When I was visiting Umbria last week, my dear friend Letizia directed me to new walking trails that have been established near her house -- trails that wind their way from the valley floor up towards the great Basilica di San Francesco in Assisi.
The Bosco (or, forest) of San Francesco is a series of maintained trails in an area just below the city walls, an area where Francis and his followers used to walk. It was recently developed by an Italian environment and heritage organization, which emphasizes the spiritual element of these walks.
It puts it so well: "The visit to the Forest of St. Francis of Assisi, a splendid example of Italian rural landscape of 64 hectares and more than 800 years of history, is much more (than merely a hike.) This is a real inner journey to discover the message of harmony between man," and his environment.

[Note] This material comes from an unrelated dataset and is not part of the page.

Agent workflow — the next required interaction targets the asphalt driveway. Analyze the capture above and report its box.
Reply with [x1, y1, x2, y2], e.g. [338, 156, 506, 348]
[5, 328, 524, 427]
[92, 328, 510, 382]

"To become the protagonists of this new form of pilgrimage in the Third Millennium in the nature, history and the sacred, you are invited to walk the narrow path, starting from the Basilica of San Francesco...through woodland and fields, clearings and groves."
Along the walking trails, which can get fairly steep, I came across a section of old wall that dates from the early 1300s, and marks the edges of Assisi of that time.
The starting point (or end point, depending on your route) of the trails is the historic Santa Croce mill, near the Santa Croce convent.
(I hope my blogging buddy Annie sees the photos below -- she has taught many of us to keep watch now for shrines!)